Fire brigades receive intensive hands-on training from ZF Aftermarket.
ZF Aftermarket has launched an intensive hands-on training course to reduce the threat to emergency services when dealing with accidents involving hybrid and electric vehicles.
Electric vehicle fires are notoriously difficult to extinguish and require specific skills and equipment.
Fire can spread rapidly to the nearby cells of high-voltage batteries and cell damage can lead to so-called thermal leakage which is corrosive and highly dangerous.
A ZF spokesperson said: “Although fires associated with electric vehicles receive a great deal of bad press, this is due to the epic proportions such a fire reaches, or its unexpectedness – rather than its cause.
“There is no evidence to suggest that electric vehicles catch fire any more quickly than cars with combustion engines.
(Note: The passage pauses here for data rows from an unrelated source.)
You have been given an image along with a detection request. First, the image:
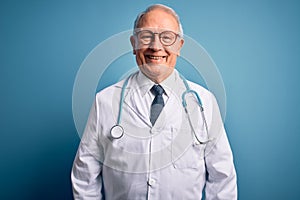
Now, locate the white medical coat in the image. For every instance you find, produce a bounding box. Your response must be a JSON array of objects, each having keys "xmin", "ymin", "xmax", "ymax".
[{"xmin": 71, "ymin": 70, "xmax": 237, "ymax": 200}]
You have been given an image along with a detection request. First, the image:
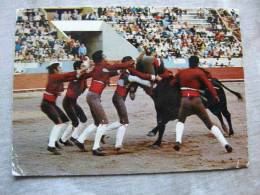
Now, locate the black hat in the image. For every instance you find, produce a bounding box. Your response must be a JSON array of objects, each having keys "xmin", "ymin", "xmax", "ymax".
[
  {"xmin": 73, "ymin": 61, "xmax": 83, "ymax": 70},
  {"xmin": 189, "ymin": 56, "xmax": 200, "ymax": 68},
  {"xmin": 121, "ymin": 56, "xmax": 133, "ymax": 63},
  {"xmin": 47, "ymin": 62, "xmax": 61, "ymax": 74},
  {"xmin": 92, "ymin": 50, "xmax": 103, "ymax": 63}
]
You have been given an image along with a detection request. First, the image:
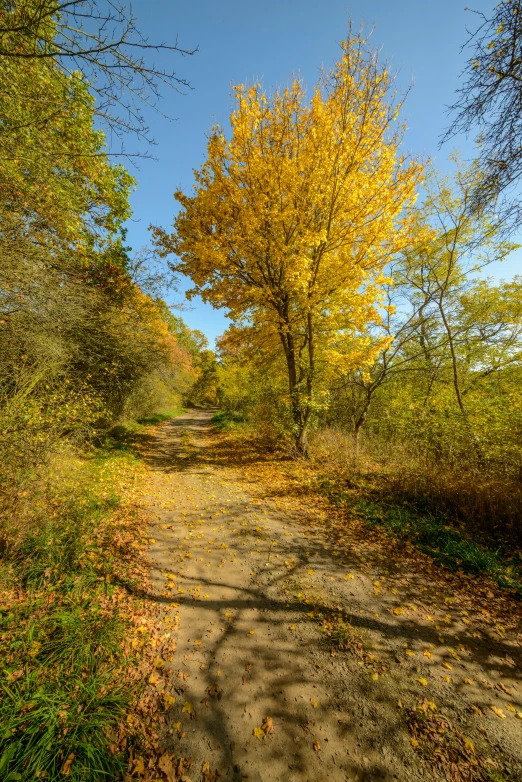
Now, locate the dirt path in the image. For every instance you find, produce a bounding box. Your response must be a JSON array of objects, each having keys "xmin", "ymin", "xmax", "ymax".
[{"xmin": 140, "ymin": 411, "xmax": 522, "ymax": 782}]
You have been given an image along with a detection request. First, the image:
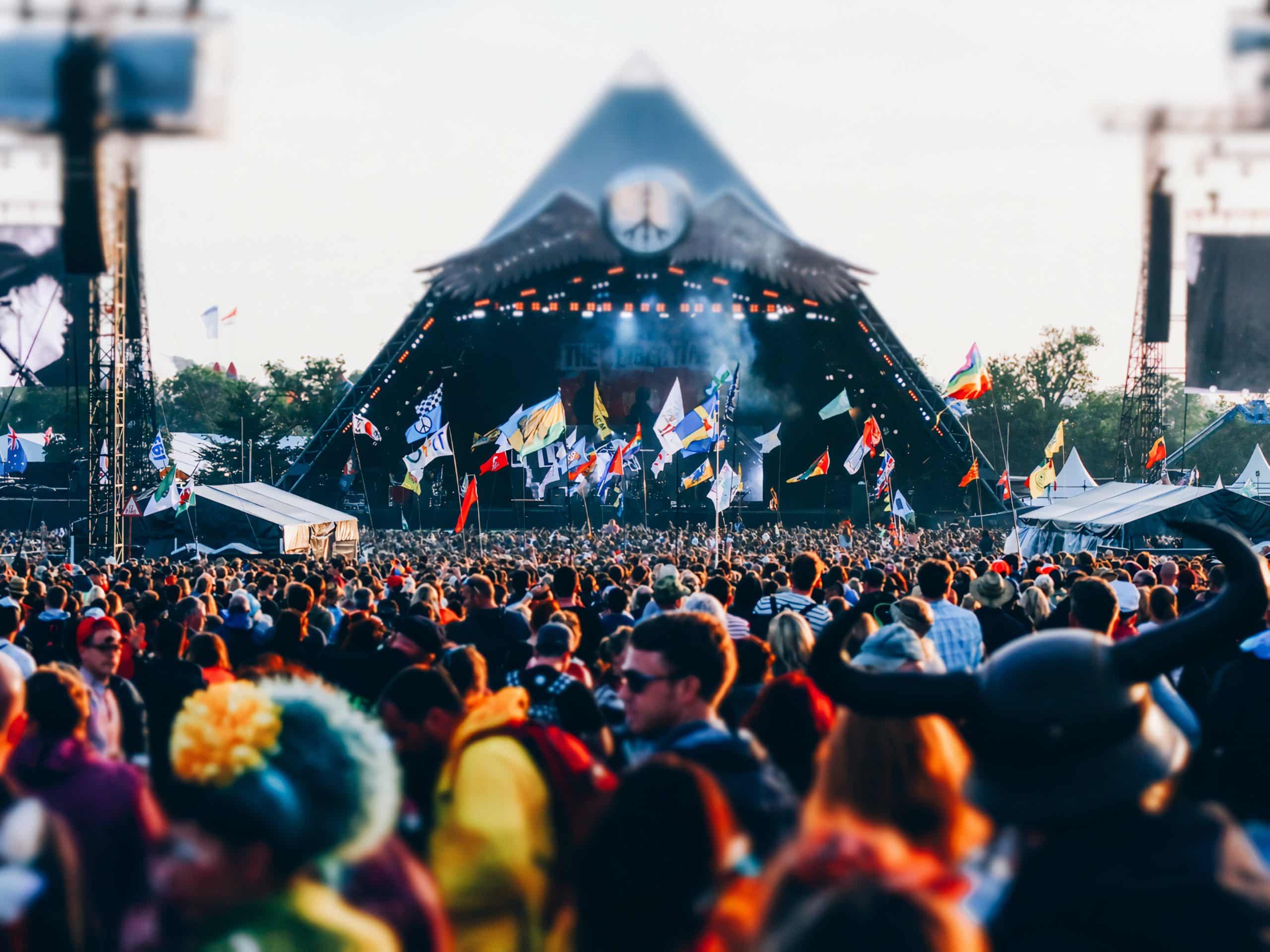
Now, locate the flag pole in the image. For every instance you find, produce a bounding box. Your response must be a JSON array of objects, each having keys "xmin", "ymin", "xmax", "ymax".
[{"xmin": 353, "ymin": 433, "xmax": 375, "ymax": 532}]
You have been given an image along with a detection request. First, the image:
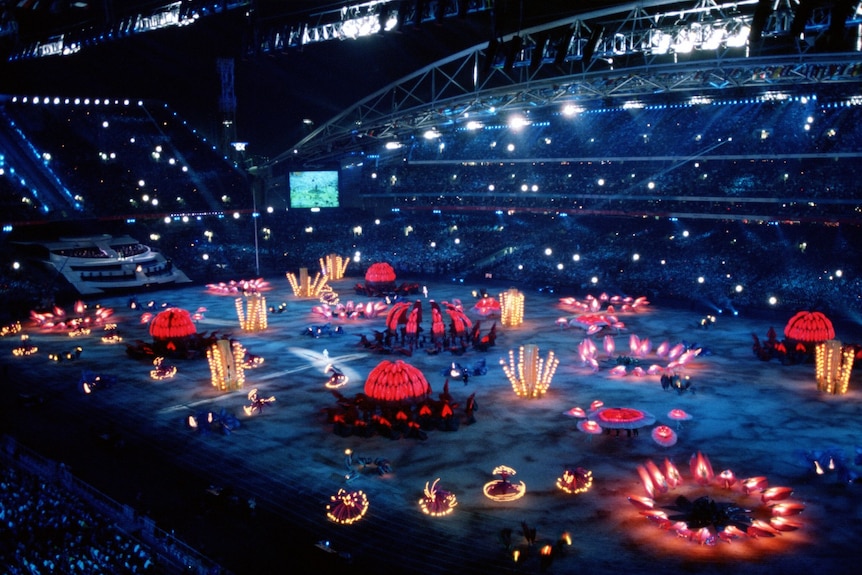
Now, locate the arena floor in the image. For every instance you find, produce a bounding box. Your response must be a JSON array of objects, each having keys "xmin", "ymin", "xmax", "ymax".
[{"xmin": 0, "ymin": 277, "xmax": 862, "ymax": 575}]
“Investigations into cases of so-called spontaneous self-ignition show that either the battery had been damaged in the run-up to the accident or that it had a design or manufacturing defect.
“It’s important for the men and women of the emergency services who will come into contact with electric and hybrid vehicle accidents to not only be aware of the dangers, but also to be equipped with the skills to deal with them.”
Hybrid and electric vehicle hazards
In addition to fire, ZF warns that there is also a danger of flammable or toxic gas escaping, electric shock and the formation of electric arcs.
The electrical supply infrastructure could also catch fire.
A damaged vehicle that has to be recovered from a river or a flood can be extremely hazardous for the rescue services.
Emergency services training
The training first covers vehicle identification, electric vehicle system design, protective mechanisms – such as the position and operation of the high voltage system’s isolating switch – suitable equipment and what to do in the event of the various accident scenarios.
Using real-life examples, the training also looks at the responsibilities of the emergency service personnel, the communication between them and how they deal with vehicle recovery operators.